Performance strategy¶
The DPL-CMS Drupal sites utilizes a multi-tier caching strategy. HTTP responses are cached by Varnish and Drupal caches its various internal data-structures in a Redis key/value store.
The request-path¶
- All inbound requests are passed in to an Ingress Nginx controller which forwards the traffic for the individual sites to their individual Varnish instances.
- Varnish serves up any static or anonymous responses it has cached from its object-store.
- If the request is cache miss the request is passed further on Nginx which serves any requests for static assets.
- If the request is for a dynamic page the request is forwarded to the Drupal- installation hosted by PHP-FPM.
- Drupal bootstraps, and produces the requested response.

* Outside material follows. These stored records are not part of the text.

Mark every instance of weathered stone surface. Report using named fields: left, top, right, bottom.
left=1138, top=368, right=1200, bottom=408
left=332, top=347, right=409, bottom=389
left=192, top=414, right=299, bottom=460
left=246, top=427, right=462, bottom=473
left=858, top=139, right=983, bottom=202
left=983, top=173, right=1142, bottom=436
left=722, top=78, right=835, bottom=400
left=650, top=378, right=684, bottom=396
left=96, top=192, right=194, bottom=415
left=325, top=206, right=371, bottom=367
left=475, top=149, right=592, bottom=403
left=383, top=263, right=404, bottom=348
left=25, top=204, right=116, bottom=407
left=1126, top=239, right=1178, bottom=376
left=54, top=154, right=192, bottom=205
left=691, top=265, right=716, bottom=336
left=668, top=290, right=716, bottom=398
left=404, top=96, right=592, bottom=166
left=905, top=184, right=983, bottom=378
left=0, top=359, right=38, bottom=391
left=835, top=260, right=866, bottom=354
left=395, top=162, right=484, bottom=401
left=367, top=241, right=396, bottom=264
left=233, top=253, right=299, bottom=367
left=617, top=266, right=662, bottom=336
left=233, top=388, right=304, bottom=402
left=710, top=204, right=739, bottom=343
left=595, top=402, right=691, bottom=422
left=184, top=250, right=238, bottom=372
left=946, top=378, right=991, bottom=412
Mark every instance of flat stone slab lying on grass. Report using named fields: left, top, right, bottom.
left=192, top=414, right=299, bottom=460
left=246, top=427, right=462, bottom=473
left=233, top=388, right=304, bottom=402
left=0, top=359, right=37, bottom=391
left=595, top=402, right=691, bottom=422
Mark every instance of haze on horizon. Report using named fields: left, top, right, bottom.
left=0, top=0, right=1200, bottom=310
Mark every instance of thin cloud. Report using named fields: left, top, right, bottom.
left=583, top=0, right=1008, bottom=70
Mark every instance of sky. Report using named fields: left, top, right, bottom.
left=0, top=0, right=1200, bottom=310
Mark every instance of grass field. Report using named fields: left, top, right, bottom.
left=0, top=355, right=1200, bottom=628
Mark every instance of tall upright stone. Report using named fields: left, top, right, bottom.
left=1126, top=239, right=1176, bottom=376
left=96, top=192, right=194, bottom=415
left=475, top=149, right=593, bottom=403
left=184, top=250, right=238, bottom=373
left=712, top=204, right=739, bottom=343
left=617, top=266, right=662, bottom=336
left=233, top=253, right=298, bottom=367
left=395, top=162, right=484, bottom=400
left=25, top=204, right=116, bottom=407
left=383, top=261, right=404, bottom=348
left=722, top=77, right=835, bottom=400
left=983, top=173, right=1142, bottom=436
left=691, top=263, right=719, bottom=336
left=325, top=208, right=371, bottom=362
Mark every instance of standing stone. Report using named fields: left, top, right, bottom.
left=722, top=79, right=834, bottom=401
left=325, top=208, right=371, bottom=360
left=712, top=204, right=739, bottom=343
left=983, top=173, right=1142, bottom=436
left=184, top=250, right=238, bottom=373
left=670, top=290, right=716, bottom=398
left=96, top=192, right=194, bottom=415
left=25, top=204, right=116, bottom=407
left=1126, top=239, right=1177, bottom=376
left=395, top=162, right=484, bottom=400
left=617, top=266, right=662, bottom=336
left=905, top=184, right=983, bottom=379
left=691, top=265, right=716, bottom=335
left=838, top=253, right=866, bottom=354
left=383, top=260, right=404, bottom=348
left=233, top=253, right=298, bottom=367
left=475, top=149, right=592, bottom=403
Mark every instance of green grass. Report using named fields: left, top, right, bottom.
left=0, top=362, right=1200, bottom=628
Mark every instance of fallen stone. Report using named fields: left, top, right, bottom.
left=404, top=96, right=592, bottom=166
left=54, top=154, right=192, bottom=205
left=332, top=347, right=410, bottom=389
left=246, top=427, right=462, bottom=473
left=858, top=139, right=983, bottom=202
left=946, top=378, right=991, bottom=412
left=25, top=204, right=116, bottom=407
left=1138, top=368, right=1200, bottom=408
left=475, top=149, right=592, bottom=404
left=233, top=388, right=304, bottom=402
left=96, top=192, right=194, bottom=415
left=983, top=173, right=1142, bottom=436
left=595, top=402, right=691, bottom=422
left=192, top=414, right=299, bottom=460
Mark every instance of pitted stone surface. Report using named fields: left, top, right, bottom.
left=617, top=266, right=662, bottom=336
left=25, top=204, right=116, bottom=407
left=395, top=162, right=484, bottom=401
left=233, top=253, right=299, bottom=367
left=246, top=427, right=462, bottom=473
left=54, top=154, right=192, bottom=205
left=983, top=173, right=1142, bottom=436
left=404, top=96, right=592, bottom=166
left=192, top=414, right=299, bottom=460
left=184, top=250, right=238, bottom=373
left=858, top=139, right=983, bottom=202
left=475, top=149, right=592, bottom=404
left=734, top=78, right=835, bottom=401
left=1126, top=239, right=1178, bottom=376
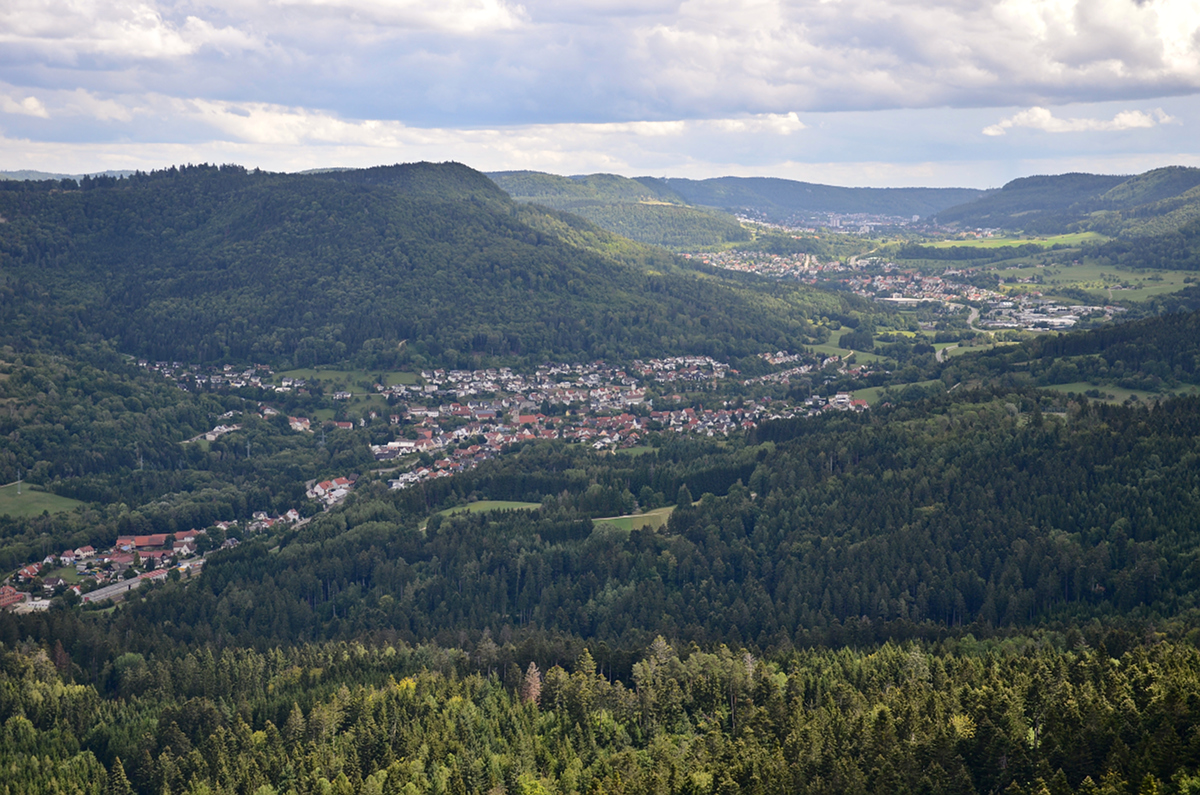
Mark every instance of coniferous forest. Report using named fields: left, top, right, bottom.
left=7, top=165, right=1200, bottom=795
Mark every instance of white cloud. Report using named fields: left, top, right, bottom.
left=0, top=0, right=263, bottom=64
left=983, top=108, right=1175, bottom=136
left=0, top=94, right=50, bottom=119
left=272, top=0, right=526, bottom=35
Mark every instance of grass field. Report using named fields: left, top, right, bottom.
left=42, top=566, right=80, bottom=585
left=438, top=500, right=541, bottom=516
left=0, top=483, right=84, bottom=519
left=850, top=378, right=938, bottom=406
left=930, top=232, right=1109, bottom=249
left=1046, top=381, right=1200, bottom=404
left=996, top=262, right=1196, bottom=304
left=275, top=367, right=418, bottom=391
left=617, top=444, right=654, bottom=456
left=811, top=329, right=880, bottom=364
left=593, top=506, right=674, bottom=531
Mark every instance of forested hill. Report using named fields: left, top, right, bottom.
left=0, top=163, right=847, bottom=366
left=637, top=177, right=985, bottom=222
left=488, top=172, right=750, bottom=250
left=937, top=166, right=1200, bottom=238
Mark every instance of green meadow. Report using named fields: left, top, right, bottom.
left=0, top=483, right=84, bottom=519
left=930, top=232, right=1108, bottom=249
left=593, top=506, right=674, bottom=531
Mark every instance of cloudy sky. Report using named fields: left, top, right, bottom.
left=0, top=0, right=1200, bottom=187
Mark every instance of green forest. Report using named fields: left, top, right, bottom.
left=0, top=163, right=854, bottom=366
left=0, top=163, right=1200, bottom=795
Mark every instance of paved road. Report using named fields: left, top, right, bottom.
left=935, top=304, right=988, bottom=361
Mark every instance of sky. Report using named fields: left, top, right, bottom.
left=0, top=0, right=1200, bottom=187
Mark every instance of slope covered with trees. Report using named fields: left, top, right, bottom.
left=637, top=177, right=985, bottom=222
left=488, top=172, right=750, bottom=250
left=0, top=163, right=846, bottom=374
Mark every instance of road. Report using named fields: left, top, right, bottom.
left=935, top=304, right=986, bottom=361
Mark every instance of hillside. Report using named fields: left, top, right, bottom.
left=488, top=172, right=750, bottom=250
left=11, top=163, right=1200, bottom=795
left=0, top=163, right=846, bottom=366
left=637, top=177, right=985, bottom=223
left=937, top=166, right=1200, bottom=237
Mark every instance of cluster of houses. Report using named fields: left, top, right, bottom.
left=979, top=295, right=1126, bottom=329
left=138, top=359, right=278, bottom=391
left=304, top=474, right=358, bottom=506
left=0, top=530, right=213, bottom=611
left=630, top=357, right=737, bottom=383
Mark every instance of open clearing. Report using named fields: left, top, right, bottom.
left=0, top=483, right=84, bottom=519
left=275, top=367, right=418, bottom=391
left=930, top=232, right=1109, bottom=249
left=1045, top=381, right=1200, bottom=404
left=809, top=329, right=880, bottom=364
left=438, top=500, right=541, bottom=516
left=592, top=506, right=674, bottom=531
left=995, top=262, right=1196, bottom=304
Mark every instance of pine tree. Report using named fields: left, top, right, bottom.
left=104, top=757, right=133, bottom=795
left=521, top=660, right=541, bottom=704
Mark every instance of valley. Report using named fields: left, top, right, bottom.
left=0, top=163, right=1200, bottom=795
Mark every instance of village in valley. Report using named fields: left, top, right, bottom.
left=684, top=251, right=1126, bottom=331
left=0, top=351, right=883, bottom=611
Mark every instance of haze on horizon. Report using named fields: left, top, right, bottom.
left=0, top=0, right=1200, bottom=187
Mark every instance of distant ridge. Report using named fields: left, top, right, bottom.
left=937, top=166, right=1200, bottom=238
left=488, top=171, right=750, bottom=251
left=637, top=177, right=988, bottom=222
left=0, top=169, right=136, bottom=181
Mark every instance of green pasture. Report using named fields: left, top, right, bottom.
left=438, top=500, right=541, bottom=516
left=275, top=367, right=418, bottom=391
left=593, top=506, right=674, bottom=532
left=42, top=566, right=83, bottom=585
left=1045, top=381, right=1200, bottom=404
left=995, top=262, right=1196, bottom=304
left=617, top=444, right=654, bottom=458
left=930, top=232, right=1109, bottom=249
left=809, top=329, right=880, bottom=364
left=0, top=483, right=84, bottom=519
left=850, top=378, right=940, bottom=406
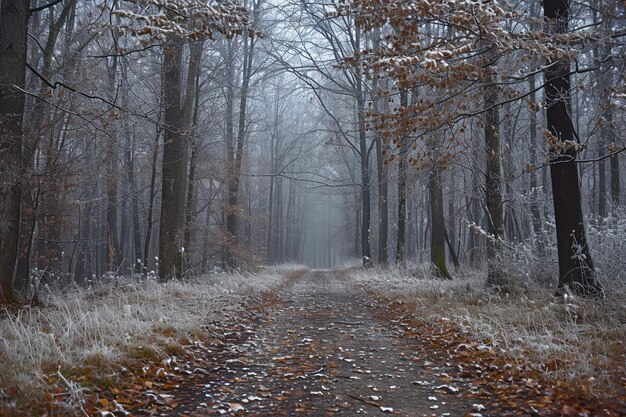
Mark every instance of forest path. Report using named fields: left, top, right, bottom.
left=117, top=270, right=472, bottom=417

- During this process it will either populate or reuse it cache which is stored in Redis.
- Depending on the request Drupal will execute a number of queries against MariaDB and a search index.
Caching of http responses¶
Varnish will cache any http responses that fulfills the following requirements
- Is not associated with a php-session (ie, the user is logged in)
- Is a 200
Refer the Lagoon drupal.vcl, docs.lagoon.sh documentation on the Varnish service and the varnish-drupal image for the specifics on the service.
Refer to the caching documentation in dpl-cms for specifics on how DPL-CMS is integrated with Varnish.
Redis as caching backend¶
DPL-CMS is configured to use Redis as the backend for its core cache as an alternative to the default use of the sql-database as backend. This ensures that a busy site does not overload the shared mariadb-server.